A progression of this work, where he progressed these techniques with live action is this experimental film sponsored by imperial airways:

In this film he filmed live action film and after he stencilled on top of that and he was commissioned by the GPO (general post office) film unit. The GPO Film Unit was a subdivision of the UK General Post Office. The unit was established in 1933, taking on responsibilities of the Empire Marketing Board Film Unit. Headed by John Grierson, it was set up to produce sponsored documentary films mainly related to the activities of the GPO. 

Here is another ‘drawn on film’ abstract animation British film short. “Trade Tattoo” is a promotional short made by Len Lye in 1937 for the GPO. (‘General Post Office’). The film utilises live action footage, composited so that it blends in and out of Lye’s abstract animation.

Len Lyn was a very important practitioner in experimental film, he was head of the industry at that time

Stan Brakhage was one of the classic experimental animators since he was never sponsored by anyone and he never attempted to please an audience. He produced a series of film which explored elements of nature onto the film: he would place plants on a film and after another film on top of them and he would after print everything together.

A “found foliage” film composed of insects, leaves, and other detritus sandwiched between two strips of perforated tape.

He never used sound in his films because it emplaces a narrative on the image: by taking the sound off you can take the formal aspects of the images right to the viewers. However he did incorporated music on this film:

In this case also music is experimental, is very difficult to watch, discord, disharmony and this is the very intention of the artist.

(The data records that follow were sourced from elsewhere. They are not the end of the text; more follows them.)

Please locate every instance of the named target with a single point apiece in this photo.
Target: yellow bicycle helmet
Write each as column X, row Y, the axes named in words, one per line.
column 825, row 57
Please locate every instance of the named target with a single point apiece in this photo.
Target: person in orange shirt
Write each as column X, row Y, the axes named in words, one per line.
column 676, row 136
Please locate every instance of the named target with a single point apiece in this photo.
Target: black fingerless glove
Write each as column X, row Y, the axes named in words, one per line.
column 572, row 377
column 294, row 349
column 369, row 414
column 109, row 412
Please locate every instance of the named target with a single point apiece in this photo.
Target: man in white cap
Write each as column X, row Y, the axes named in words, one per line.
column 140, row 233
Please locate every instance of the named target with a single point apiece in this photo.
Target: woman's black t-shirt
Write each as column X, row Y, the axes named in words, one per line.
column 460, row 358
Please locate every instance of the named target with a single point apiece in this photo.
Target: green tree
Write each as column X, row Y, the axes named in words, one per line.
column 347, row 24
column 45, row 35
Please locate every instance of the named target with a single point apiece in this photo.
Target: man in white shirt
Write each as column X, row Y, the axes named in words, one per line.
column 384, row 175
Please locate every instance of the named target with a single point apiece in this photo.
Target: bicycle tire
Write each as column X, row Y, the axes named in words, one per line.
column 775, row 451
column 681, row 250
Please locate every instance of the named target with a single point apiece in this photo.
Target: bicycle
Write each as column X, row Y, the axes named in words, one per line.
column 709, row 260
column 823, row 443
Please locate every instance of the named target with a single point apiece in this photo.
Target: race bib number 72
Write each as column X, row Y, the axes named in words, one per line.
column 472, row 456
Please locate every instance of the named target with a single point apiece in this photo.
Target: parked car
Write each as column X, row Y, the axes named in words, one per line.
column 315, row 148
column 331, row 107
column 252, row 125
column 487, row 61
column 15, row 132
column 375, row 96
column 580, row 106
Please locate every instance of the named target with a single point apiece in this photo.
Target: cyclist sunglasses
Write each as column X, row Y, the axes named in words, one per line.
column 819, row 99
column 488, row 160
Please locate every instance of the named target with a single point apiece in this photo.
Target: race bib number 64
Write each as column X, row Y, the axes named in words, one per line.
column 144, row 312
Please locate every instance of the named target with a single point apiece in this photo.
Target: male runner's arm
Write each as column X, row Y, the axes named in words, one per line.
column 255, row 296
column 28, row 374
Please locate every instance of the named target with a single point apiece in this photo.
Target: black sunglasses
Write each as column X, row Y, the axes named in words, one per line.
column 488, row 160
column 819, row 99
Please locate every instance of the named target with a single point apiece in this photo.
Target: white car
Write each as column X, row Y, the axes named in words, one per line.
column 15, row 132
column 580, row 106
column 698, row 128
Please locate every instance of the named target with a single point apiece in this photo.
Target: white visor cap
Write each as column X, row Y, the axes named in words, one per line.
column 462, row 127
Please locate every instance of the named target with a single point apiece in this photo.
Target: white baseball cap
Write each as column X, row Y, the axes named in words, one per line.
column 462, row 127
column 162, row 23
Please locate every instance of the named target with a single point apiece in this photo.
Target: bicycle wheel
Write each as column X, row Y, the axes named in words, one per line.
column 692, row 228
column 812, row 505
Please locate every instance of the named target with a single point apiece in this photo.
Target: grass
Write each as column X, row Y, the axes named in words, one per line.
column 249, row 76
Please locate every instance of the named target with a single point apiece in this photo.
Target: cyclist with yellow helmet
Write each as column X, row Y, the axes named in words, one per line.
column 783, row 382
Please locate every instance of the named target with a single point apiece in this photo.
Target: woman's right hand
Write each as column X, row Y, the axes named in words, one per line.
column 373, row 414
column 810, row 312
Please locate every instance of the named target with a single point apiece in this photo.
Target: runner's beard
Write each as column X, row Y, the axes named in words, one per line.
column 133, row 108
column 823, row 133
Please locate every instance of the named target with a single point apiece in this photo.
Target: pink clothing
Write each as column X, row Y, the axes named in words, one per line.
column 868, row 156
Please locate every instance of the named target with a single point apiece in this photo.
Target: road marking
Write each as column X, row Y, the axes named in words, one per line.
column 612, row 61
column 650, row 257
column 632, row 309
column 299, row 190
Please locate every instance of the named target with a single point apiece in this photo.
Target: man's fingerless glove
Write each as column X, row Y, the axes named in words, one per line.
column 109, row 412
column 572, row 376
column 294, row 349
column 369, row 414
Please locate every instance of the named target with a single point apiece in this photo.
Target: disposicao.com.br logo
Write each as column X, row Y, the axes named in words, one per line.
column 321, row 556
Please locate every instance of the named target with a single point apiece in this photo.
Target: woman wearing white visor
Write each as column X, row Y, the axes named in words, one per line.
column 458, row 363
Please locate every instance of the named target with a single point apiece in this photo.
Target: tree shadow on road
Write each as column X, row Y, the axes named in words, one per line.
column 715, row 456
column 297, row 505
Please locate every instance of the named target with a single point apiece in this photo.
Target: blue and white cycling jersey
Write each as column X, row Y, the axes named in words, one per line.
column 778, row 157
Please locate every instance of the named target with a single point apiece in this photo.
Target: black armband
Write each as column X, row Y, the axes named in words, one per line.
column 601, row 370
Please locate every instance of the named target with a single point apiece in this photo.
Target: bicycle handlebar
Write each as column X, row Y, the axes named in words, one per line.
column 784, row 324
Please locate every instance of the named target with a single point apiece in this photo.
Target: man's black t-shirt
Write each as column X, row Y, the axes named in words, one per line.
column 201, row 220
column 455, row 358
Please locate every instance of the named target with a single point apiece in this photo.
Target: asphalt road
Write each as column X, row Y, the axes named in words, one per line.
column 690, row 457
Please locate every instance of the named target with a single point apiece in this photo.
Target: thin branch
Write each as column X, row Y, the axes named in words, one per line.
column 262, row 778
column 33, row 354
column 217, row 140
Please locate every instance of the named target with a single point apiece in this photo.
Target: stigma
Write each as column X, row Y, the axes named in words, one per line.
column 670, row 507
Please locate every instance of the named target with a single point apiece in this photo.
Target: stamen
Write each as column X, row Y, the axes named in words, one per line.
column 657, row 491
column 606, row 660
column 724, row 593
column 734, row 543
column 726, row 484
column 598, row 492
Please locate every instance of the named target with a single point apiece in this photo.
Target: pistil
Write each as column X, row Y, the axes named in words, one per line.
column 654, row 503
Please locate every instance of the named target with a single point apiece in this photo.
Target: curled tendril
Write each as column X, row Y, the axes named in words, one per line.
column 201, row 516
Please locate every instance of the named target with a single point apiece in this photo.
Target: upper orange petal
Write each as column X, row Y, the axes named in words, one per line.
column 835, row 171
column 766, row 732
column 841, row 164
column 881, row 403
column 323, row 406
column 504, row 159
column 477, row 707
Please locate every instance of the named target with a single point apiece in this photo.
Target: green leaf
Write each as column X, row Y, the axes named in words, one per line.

John Hales Whitney, Sr. was an American animator, composer and inventor, widely considered to be one of the fathers of computer animation. He studied painting, and travelled in England before World War II. James completed seven short films over four decades and collaborated with his brother John for some of his film work. James Whitney’s LAPIS (1966) is a classic work of abstract cinema, a 10-minute animation that took three years to create using primitive computer equipment. In this piece smaller circles oscillate in and out in an array of colors resembling a kaleidoscope while being accompanied with Indian sitar music.He basically used an analog computer developed by his brother John – based on a gear-driven WWII surplus ballistics computer – to move many layers of hand-painted cels, frame-by-frame.

Everyone of these pieces is sensory is not about a narrative or characters. When watching an experimental film us as audience have to engage, figuring out what it is about bringing our interpretation into it, making us aware of something. However there must be a good reason behind the idea of the artist for experimental films, having intellectual reasons to do it, and references to.

Sound and image are very related and are major areas for experimentation and allow us to discuss which role sound has and the impact of it on image.